- Former site of the St. Thomas Assembly manufacturing plant
- Built: 1967
- Location: Southwold, Ontario
- Industry: Automotive
- Products: Ford Panther platform Ford Crown Victoria; Lincoln Town Car; Mercury Grand Marquis;
- Employees: 1,590
- Area: 2,600,000 sq ft (240,000 m^{2})
- Address: 11920-11968 Sunset Drive Southwold, Ontario
- Defunct: 2011

= St. Thomas Assembly =

Automobile plant

St. Thomas Assembly was an automobile plant located in the township of Southwold, Ontario, Canada, close to the village of Talbotville and the nearby city of St. Thomas. The 2600000 sqft facility, situated on a 635 acre site, opened in 1967, building the Ford Falcon. Flexible fuel vehicles (FFV) capable of operating on ethanol fuel were manufactured there during the later years of the assembly plant. Ford's plans for sustainability and reduction of fossil fuel consumption relied on the St. Thomas Plant and its Lincoln Town Car vehicles for years. It also produced the final Mercury vehicle, a Mercury Grand Marquis, after Ford decided to discontinue the Mercury brand after the 2011 model year.

Following the closure of the Wixom Assembly Plant in Michigan, production of the Lincoln Town Car (which was the only Ford Panther platform vehicle to be produced at the Plant) moved to St. Thomas Assembly starting with the 2007 model year. This allowed the Ford Motor Company to consolidate production of all three Ford Panther platform vehicles (the Ford Crown Victoria, the Lincoln Town Car, and the Mercury Grand Marquis) to a single assembly plant.

The plant closed on September 15, 2011. The last Crown Victoria built by the remaining 300 employees was sent to Saudi Arabia.

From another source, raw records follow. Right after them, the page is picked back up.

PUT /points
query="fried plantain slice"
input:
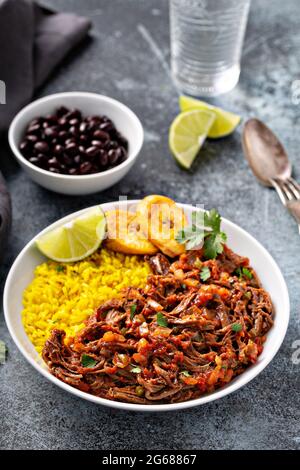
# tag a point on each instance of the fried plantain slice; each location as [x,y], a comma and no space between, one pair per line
[160,220]
[124,234]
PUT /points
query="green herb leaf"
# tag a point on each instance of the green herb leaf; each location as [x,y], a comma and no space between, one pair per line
[247,273]
[185,373]
[244,272]
[3,351]
[209,232]
[213,219]
[236,327]
[88,361]
[214,244]
[198,263]
[161,319]
[132,311]
[205,273]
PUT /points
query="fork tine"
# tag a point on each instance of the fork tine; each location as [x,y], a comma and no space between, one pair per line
[288,191]
[294,187]
[282,196]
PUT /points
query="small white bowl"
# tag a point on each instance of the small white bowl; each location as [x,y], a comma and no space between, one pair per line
[22,273]
[124,119]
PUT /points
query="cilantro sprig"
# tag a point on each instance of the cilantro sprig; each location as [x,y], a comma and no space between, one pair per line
[132,311]
[88,361]
[205,273]
[208,232]
[161,319]
[244,272]
[236,327]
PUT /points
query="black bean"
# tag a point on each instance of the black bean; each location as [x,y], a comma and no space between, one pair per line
[43,160]
[63,135]
[92,152]
[77,159]
[34,122]
[113,144]
[31,138]
[83,127]
[63,122]
[51,132]
[97,143]
[74,130]
[74,122]
[71,140]
[61,111]
[58,150]
[34,161]
[73,114]
[54,162]
[53,170]
[68,161]
[35,129]
[85,168]
[107,126]
[103,158]
[51,118]
[25,147]
[42,147]
[101,135]
[65,142]
[84,139]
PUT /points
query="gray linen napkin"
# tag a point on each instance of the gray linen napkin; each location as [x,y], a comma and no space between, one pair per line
[33,41]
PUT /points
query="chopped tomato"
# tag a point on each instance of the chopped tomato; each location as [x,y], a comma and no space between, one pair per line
[109,337]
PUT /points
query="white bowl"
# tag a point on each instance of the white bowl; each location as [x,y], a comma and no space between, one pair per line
[90,104]
[239,240]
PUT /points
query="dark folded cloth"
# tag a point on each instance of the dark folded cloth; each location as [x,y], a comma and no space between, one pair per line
[33,41]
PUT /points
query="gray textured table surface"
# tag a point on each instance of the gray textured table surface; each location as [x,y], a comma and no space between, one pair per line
[128,59]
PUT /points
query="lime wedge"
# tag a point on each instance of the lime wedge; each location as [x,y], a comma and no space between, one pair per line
[225,122]
[187,134]
[74,240]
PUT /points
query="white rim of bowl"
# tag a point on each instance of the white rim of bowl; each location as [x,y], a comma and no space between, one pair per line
[253,371]
[118,104]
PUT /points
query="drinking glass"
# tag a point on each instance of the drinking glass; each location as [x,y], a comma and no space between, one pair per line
[206,43]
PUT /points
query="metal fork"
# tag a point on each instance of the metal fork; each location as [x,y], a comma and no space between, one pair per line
[288,191]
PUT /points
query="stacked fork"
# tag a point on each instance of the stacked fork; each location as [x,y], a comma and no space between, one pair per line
[288,191]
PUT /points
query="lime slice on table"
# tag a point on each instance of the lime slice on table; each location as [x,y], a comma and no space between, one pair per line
[225,122]
[187,134]
[76,239]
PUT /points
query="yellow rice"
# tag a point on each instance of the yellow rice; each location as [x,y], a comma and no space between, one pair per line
[64,295]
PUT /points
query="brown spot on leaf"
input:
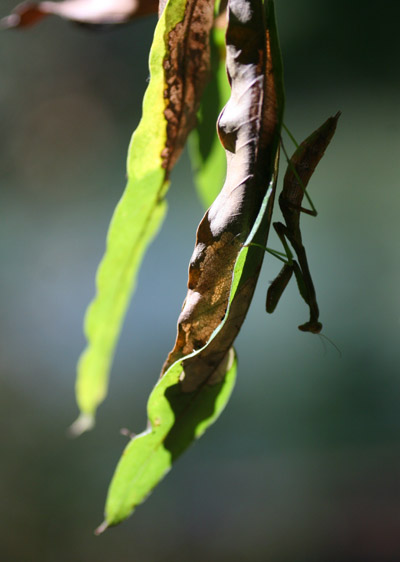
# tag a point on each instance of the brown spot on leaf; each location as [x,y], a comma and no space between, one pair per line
[249,129]
[186,73]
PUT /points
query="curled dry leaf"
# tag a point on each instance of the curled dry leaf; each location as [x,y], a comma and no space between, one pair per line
[186,72]
[249,128]
[95,12]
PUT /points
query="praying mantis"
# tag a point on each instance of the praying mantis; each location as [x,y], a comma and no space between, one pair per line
[299,171]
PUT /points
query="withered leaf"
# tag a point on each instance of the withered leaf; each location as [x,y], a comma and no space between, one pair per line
[94,12]
[249,128]
[186,72]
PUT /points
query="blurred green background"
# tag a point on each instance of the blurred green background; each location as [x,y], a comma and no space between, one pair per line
[304,463]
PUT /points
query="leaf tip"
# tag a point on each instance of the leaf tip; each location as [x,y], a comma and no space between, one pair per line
[83,423]
[101,528]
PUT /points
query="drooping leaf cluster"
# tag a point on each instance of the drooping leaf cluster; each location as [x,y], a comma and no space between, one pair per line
[236,172]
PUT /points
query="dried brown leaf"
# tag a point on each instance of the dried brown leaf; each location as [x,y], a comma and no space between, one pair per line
[249,129]
[186,72]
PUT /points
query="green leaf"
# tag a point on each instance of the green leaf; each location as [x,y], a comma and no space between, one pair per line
[206,152]
[175,420]
[178,69]
[197,376]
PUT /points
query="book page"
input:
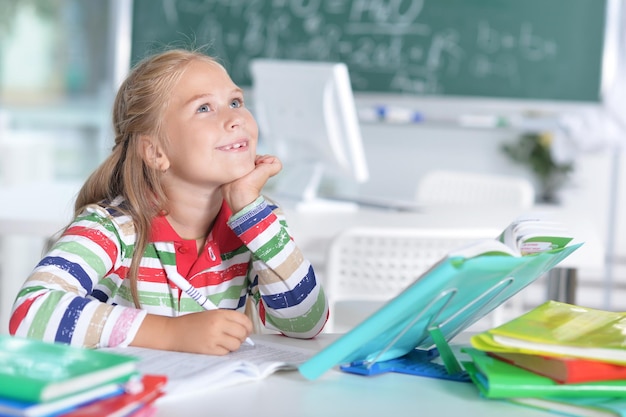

Decommissioning did not start until mid-2015. The plant had been largely demolished by the end of 2016, with only the wastewater treatment facility left standing as of February 2017. An initial proposal to have the site developed as a solar farm fell through when regulatory approval was not obtained, but decommissioning was completed in 2019, with the property becoming available for sale. In 2021, Amazon purchased the site to build a fulfillment center.

==Products==
In total, over eight million vehicles were produced by St. Thomas Assembly from 1967 to 2011. Alongside the vehicles of the Ford Panther platform, St. Thomas also produced the Ford Falcon, Ford Maverick (Mercury Comet), Ford Pinto (Mercury Bobcat), Ford Fairmont (Mercury Zephyr), and Ford Escort EXP (Mercury LN7).